The adjacency list of this graph is given below (the rows could be given in any order, and the elements of any given row could be transposed).
|1, 2|
|1, 5|
|2, 3|
|2, 5|
|3, 4|
|4, 5|
|4, 6|

A directed graph (or digraph) is a graph containing directed edges, each of which has an orientation. That is, a directed edge is represented by an arrow instead of a line segment; the starting and ending nodes of an edge form its tail and head, respectively. The directed edge with tail v and head w is represented by (v,w) (but not by (w,v)). A directed loop is a directed edge of the form (v,v).

For a collection of strings and a positive integer k, the overlap graph for the strings is a directed graph Ok in which each string is represented by a node, and string s is connected to string t with a directed edge when there is a length k suffix of s that matches a length k prefix of t, as long as s≠t; we demand s≠t to prevent directed loops in the overlap graph (although directed cycles may be present).

Given: A collection of DNA strings in FASTA format having total length at most 10 kbp.

Return: The adjacency list corresponding to O3. We may return edges in any order.

Solution To The Problem

n.b For the sake of simplicity, I won’t explain how to parse FASTA files with python, you can check this simple explanation Parsing FASTA Files.

1.Approach
1.1 Parsing the Input:
The input is in FASTA format, where each sequence is prefixed with a label (e.g., >label1) followed by the DNA sequence. We have to extract the labels and their corresponding DNA sequences.

1.2 Identifying Overlaps:
For each pair of strings s and t (where 𝑠 ≠ 𝑡) we check if the suffix of 𝑠 of length 𝑘 = 3 matches the prefix of t of length 𝑘=3.

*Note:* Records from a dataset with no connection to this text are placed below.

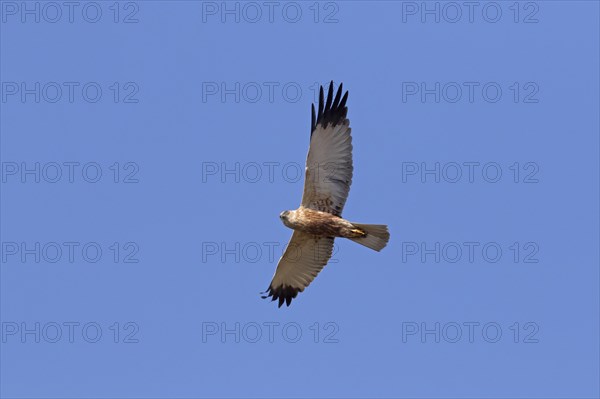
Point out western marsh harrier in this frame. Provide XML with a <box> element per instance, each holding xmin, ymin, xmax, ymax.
<box><xmin>262</xmin><ymin>81</ymin><xmax>390</xmax><ymax>307</ymax></box>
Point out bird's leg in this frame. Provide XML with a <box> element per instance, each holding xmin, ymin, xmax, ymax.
<box><xmin>349</xmin><ymin>228</ymin><xmax>367</xmax><ymax>237</ymax></box>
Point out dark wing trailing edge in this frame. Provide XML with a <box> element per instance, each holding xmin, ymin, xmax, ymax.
<box><xmin>311</xmin><ymin>81</ymin><xmax>349</xmax><ymax>136</ymax></box>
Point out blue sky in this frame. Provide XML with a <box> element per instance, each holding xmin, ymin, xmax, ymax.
<box><xmin>1</xmin><ymin>1</ymin><xmax>599</xmax><ymax>398</ymax></box>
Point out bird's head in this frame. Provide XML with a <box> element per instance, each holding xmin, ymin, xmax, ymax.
<box><xmin>279</xmin><ymin>210</ymin><xmax>292</xmax><ymax>227</ymax></box>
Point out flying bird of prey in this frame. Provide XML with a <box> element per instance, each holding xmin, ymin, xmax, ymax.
<box><xmin>262</xmin><ymin>81</ymin><xmax>390</xmax><ymax>307</ymax></box>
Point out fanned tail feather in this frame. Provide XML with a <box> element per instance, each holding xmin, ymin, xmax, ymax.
<box><xmin>348</xmin><ymin>223</ymin><xmax>390</xmax><ymax>251</ymax></box>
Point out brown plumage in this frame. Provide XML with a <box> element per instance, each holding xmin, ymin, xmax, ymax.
<box><xmin>282</xmin><ymin>207</ymin><xmax>366</xmax><ymax>239</ymax></box>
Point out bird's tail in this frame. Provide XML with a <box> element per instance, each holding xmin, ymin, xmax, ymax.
<box><xmin>348</xmin><ymin>223</ymin><xmax>390</xmax><ymax>252</ymax></box>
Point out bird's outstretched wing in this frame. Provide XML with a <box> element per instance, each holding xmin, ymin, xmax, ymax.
<box><xmin>301</xmin><ymin>81</ymin><xmax>353</xmax><ymax>217</ymax></box>
<box><xmin>262</xmin><ymin>231</ymin><xmax>335</xmax><ymax>307</ymax></box>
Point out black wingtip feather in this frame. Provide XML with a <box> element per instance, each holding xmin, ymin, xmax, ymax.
<box><xmin>311</xmin><ymin>104</ymin><xmax>315</xmax><ymax>135</ymax></box>
<box><xmin>261</xmin><ymin>285</ymin><xmax>300</xmax><ymax>308</ymax></box>
<box><xmin>324</xmin><ymin>81</ymin><xmax>333</xmax><ymax>112</ymax></box>
<box><xmin>332</xmin><ymin>83</ymin><xmax>343</xmax><ymax>109</ymax></box>
<box><xmin>339</xmin><ymin>90</ymin><xmax>348</xmax><ymax>110</ymax></box>
<box><xmin>317</xmin><ymin>86</ymin><xmax>324</xmax><ymax>122</ymax></box>
<box><xmin>311</xmin><ymin>81</ymin><xmax>349</xmax><ymax>136</ymax></box>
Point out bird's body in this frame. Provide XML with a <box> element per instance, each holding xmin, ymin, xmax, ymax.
<box><xmin>280</xmin><ymin>207</ymin><xmax>366</xmax><ymax>239</ymax></box>
<box><xmin>262</xmin><ymin>81</ymin><xmax>390</xmax><ymax>307</ymax></box>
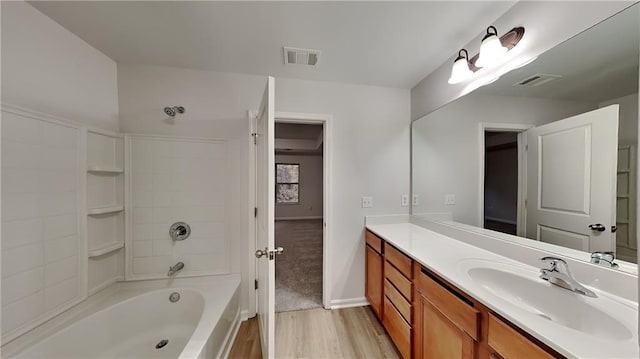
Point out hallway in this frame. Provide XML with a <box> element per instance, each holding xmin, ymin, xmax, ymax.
<box><xmin>275</xmin><ymin>219</ymin><xmax>323</xmax><ymax>312</ymax></box>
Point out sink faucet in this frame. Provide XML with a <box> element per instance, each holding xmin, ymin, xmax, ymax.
<box><xmin>168</xmin><ymin>262</ymin><xmax>184</xmax><ymax>276</ymax></box>
<box><xmin>539</xmin><ymin>257</ymin><xmax>596</xmax><ymax>298</ymax></box>
<box><xmin>590</xmin><ymin>251</ymin><xmax>619</xmax><ymax>269</ymax></box>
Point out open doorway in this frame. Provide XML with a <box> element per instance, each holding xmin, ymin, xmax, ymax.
<box><xmin>274</xmin><ymin>122</ymin><xmax>324</xmax><ymax>312</ymax></box>
<box><xmin>479</xmin><ymin>123</ymin><xmax>531</xmax><ymax>237</ymax></box>
<box><xmin>483</xmin><ymin>131</ymin><xmax>519</xmax><ymax>235</ymax></box>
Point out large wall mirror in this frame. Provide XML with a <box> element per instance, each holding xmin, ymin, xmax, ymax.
<box><xmin>412</xmin><ymin>4</ymin><xmax>639</xmax><ymax>273</ymax></box>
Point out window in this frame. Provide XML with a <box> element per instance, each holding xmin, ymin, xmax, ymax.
<box><xmin>276</xmin><ymin>163</ymin><xmax>299</xmax><ymax>204</ymax></box>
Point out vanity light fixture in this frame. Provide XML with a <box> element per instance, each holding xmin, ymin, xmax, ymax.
<box><xmin>448</xmin><ymin>49</ymin><xmax>474</xmax><ymax>84</ymax></box>
<box><xmin>448</xmin><ymin>25</ymin><xmax>525</xmax><ymax>84</ymax></box>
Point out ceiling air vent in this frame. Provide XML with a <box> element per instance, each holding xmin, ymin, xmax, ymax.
<box><xmin>283</xmin><ymin>47</ymin><xmax>320</xmax><ymax>67</ymax></box>
<box><xmin>514</xmin><ymin>73</ymin><xmax>562</xmax><ymax>87</ymax></box>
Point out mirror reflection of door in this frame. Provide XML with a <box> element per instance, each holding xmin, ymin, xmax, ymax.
<box><xmin>483</xmin><ymin>106</ymin><xmax>620</xmax><ymax>254</ymax></box>
<box><xmin>525</xmin><ymin>105</ymin><xmax>619</xmax><ymax>252</ymax></box>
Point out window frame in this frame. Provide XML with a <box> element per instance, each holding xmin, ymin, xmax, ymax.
<box><xmin>275</xmin><ymin>162</ymin><xmax>300</xmax><ymax>204</ymax></box>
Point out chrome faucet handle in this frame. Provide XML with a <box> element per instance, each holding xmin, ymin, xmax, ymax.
<box><xmin>540</xmin><ymin>256</ymin><xmax>568</xmax><ymax>271</ymax></box>
<box><xmin>590</xmin><ymin>251</ymin><xmax>618</xmax><ymax>268</ymax></box>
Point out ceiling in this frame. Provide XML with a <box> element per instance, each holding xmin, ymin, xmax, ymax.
<box><xmin>275</xmin><ymin>123</ymin><xmax>323</xmax><ymax>155</ymax></box>
<box><xmin>478</xmin><ymin>4</ymin><xmax>639</xmax><ymax>103</ymax></box>
<box><xmin>28</xmin><ymin>1</ymin><xmax>516</xmax><ymax>89</ymax></box>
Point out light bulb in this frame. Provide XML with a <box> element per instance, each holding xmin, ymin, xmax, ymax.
<box><xmin>476</xmin><ymin>26</ymin><xmax>508</xmax><ymax>68</ymax></box>
<box><xmin>448</xmin><ymin>49</ymin><xmax>474</xmax><ymax>84</ymax></box>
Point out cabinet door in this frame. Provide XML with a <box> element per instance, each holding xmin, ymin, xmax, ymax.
<box><xmin>365</xmin><ymin>244</ymin><xmax>383</xmax><ymax>318</ymax></box>
<box><xmin>414</xmin><ymin>293</ymin><xmax>475</xmax><ymax>359</ymax></box>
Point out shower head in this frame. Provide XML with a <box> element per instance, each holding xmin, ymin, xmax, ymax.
<box><xmin>164</xmin><ymin>106</ymin><xmax>185</xmax><ymax>117</ymax></box>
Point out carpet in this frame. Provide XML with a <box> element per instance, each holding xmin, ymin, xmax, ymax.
<box><xmin>275</xmin><ymin>219</ymin><xmax>323</xmax><ymax>312</ymax></box>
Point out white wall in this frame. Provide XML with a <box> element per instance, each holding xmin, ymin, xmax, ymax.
<box><xmin>1</xmin><ymin>1</ymin><xmax>119</xmax><ymax>132</ymax></box>
<box><xmin>411</xmin><ymin>1</ymin><xmax>634</xmax><ymax>120</ymax></box>
<box><xmin>118</xmin><ymin>64</ymin><xmax>254</xmax><ymax>314</ymax></box>
<box><xmin>1</xmin><ymin>1</ymin><xmax>120</xmax><ymax>342</ymax></box>
<box><xmin>275</xmin><ymin>154</ymin><xmax>323</xmax><ymax>219</ymax></box>
<box><xmin>275</xmin><ymin>77</ymin><xmax>410</xmax><ymax>306</ymax></box>
<box><xmin>117</xmin><ymin>64</ymin><xmax>411</xmax><ymax>312</ymax></box>
<box><xmin>601</xmin><ymin>93</ymin><xmax>639</xmax><ymax>146</ymax></box>
<box><xmin>1</xmin><ymin>110</ymin><xmax>85</xmax><ymax>344</ymax></box>
<box><xmin>128</xmin><ymin>136</ymin><xmax>231</xmax><ymax>279</ymax></box>
<box><xmin>412</xmin><ymin>92</ymin><xmax>596</xmax><ymax>226</ymax></box>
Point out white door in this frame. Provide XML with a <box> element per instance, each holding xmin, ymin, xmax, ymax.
<box><xmin>526</xmin><ymin>105</ymin><xmax>619</xmax><ymax>252</ymax></box>
<box><xmin>255</xmin><ymin>76</ymin><xmax>276</xmax><ymax>359</ymax></box>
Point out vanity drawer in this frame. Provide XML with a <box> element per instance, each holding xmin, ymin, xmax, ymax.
<box><xmin>365</xmin><ymin>230</ymin><xmax>382</xmax><ymax>254</ymax></box>
<box><xmin>384</xmin><ymin>243</ymin><xmax>412</xmax><ymax>278</ymax></box>
<box><xmin>384</xmin><ymin>279</ymin><xmax>411</xmax><ymax>323</ymax></box>
<box><xmin>384</xmin><ymin>261</ymin><xmax>412</xmax><ymax>300</ymax></box>
<box><xmin>383</xmin><ymin>296</ymin><xmax>411</xmax><ymax>359</ymax></box>
<box><xmin>416</xmin><ymin>267</ymin><xmax>480</xmax><ymax>340</ymax></box>
<box><xmin>488</xmin><ymin>314</ymin><xmax>553</xmax><ymax>359</ymax></box>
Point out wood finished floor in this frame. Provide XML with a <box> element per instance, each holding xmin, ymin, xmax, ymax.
<box><xmin>228</xmin><ymin>306</ymin><xmax>401</xmax><ymax>359</ymax></box>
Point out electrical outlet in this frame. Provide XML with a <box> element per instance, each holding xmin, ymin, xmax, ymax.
<box><xmin>412</xmin><ymin>194</ymin><xmax>419</xmax><ymax>206</ymax></box>
<box><xmin>401</xmin><ymin>194</ymin><xmax>409</xmax><ymax>207</ymax></box>
<box><xmin>361</xmin><ymin>196</ymin><xmax>373</xmax><ymax>208</ymax></box>
<box><xmin>445</xmin><ymin>194</ymin><xmax>456</xmax><ymax>205</ymax></box>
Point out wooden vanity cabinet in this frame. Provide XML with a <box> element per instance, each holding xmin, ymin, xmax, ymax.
<box><xmin>412</xmin><ymin>265</ymin><xmax>563</xmax><ymax>359</ymax></box>
<box><xmin>413</xmin><ymin>265</ymin><xmax>479</xmax><ymax>359</ymax></box>
<box><xmin>365</xmin><ymin>231</ymin><xmax>383</xmax><ymax>318</ymax></box>
<box><xmin>365</xmin><ymin>230</ymin><xmax>415</xmax><ymax>359</ymax></box>
<box><xmin>487</xmin><ymin>314</ymin><xmax>555</xmax><ymax>359</ymax></box>
<box><xmin>382</xmin><ymin>242</ymin><xmax>414</xmax><ymax>359</ymax></box>
<box><xmin>364</xmin><ymin>230</ymin><xmax>562</xmax><ymax>359</ymax></box>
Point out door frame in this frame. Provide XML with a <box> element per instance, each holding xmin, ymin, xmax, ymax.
<box><xmin>478</xmin><ymin>123</ymin><xmax>533</xmax><ymax>236</ymax></box>
<box><xmin>247</xmin><ymin>111</ymin><xmax>332</xmax><ymax>317</ymax></box>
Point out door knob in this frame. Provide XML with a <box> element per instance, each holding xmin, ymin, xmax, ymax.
<box><xmin>268</xmin><ymin>247</ymin><xmax>284</xmax><ymax>260</ymax></box>
<box><xmin>255</xmin><ymin>248</ymin><xmax>268</xmax><ymax>258</ymax></box>
<box><xmin>588</xmin><ymin>223</ymin><xmax>606</xmax><ymax>232</ymax></box>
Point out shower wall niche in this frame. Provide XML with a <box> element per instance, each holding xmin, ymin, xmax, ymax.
<box><xmin>125</xmin><ymin>135</ymin><xmax>230</xmax><ymax>280</ymax></box>
<box><xmin>87</xmin><ymin>130</ymin><xmax>125</xmax><ymax>294</ymax></box>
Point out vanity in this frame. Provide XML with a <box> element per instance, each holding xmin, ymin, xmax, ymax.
<box><xmin>382</xmin><ymin>3</ymin><xmax>640</xmax><ymax>358</ymax></box>
<box><xmin>364</xmin><ymin>220</ymin><xmax>638</xmax><ymax>359</ymax></box>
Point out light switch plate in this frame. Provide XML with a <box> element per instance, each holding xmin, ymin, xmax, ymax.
<box><xmin>401</xmin><ymin>194</ymin><xmax>409</xmax><ymax>207</ymax></box>
<box><xmin>361</xmin><ymin>196</ymin><xmax>373</xmax><ymax>208</ymax></box>
<box><xmin>412</xmin><ymin>194</ymin><xmax>419</xmax><ymax>206</ymax></box>
<box><xmin>445</xmin><ymin>194</ymin><xmax>456</xmax><ymax>205</ymax></box>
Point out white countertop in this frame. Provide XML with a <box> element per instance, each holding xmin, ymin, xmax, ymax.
<box><xmin>366</xmin><ymin>222</ymin><xmax>639</xmax><ymax>359</ymax></box>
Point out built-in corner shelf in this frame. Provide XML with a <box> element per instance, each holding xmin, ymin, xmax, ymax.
<box><xmin>87</xmin><ymin>205</ymin><xmax>124</xmax><ymax>215</ymax></box>
<box><xmin>88</xmin><ymin>241</ymin><xmax>125</xmax><ymax>258</ymax></box>
<box><xmin>87</xmin><ymin>166</ymin><xmax>124</xmax><ymax>174</ymax></box>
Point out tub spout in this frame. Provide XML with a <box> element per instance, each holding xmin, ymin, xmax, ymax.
<box><xmin>168</xmin><ymin>262</ymin><xmax>184</xmax><ymax>276</ymax></box>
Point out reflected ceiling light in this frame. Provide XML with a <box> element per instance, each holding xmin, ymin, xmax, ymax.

1.3 Build the Adjacency List:

We represent each string as a node in the graph. If an overlap exists between s and t, we add a directed edge (s,t) to the adjacency list.

1.4 The Output:
We return the adjacency list, where each line contains a pair of labels representing a directed edge.

2.Algorithm
After extracting labels and sequences in the first step, we iterate through all pairs of sequences: For each sequence s, we extract its suffix of length 3.
For each sequence t, extract its prefix of length 3.
If the suffix of s matches the prefix of t, we add an edge from s to t.
We finally print the adjacency list.

3.Practical Python Code Implementation

def parse_fasta(data):
    """Parses FASTA formatted data into a dictionary of {label: sequence}."""
    sequences = {}
    label = None
    for line in data.strip().splitlines():
        if line.startswith(">"):
            label = line[1:]  # Extract label
            sequences[label] = ""
        else:
            sequences[label] += line.strip()  # Append sequence
    return sequences

def overlap_graph(sequences, k=3):
    """Generates the adjacency list for the overlap graph O_k."""
    adjacency_list = []
    labels = list(sequences.keys())
    
    for i, s_label in enumerate(labels):
        s_seq = sequences[s_label]
        s_suffix = s_seq[-k:]  # Get suffix of length k
        
        for j, t_label in enumerate(labels):
            if i != j:  # Ensure s != t
                t_seq = sequences[t_label]
                t_prefix = t_seq[:k]  # Get prefix of length k
                
                if s_suffix == t_prefix:  # Check for overlap
                    adjacency_list.append((s_label, t_label))
    
    return adjacency_list


""" Parse input and construct graph """
sequences = parse_fasta(data)
adj_list = overlap_graph(sequences, k=3)

""" Print adjacency list """
for edge in adj_list:
    print(edge[0], edge[1])

4.Complexity

Time Complexity: 𝑂(𝑛2), where 𝑛 is the number of sequences (checking all pairs).

Space Complexity: 𝑂(𝑛), to store the adjacency list.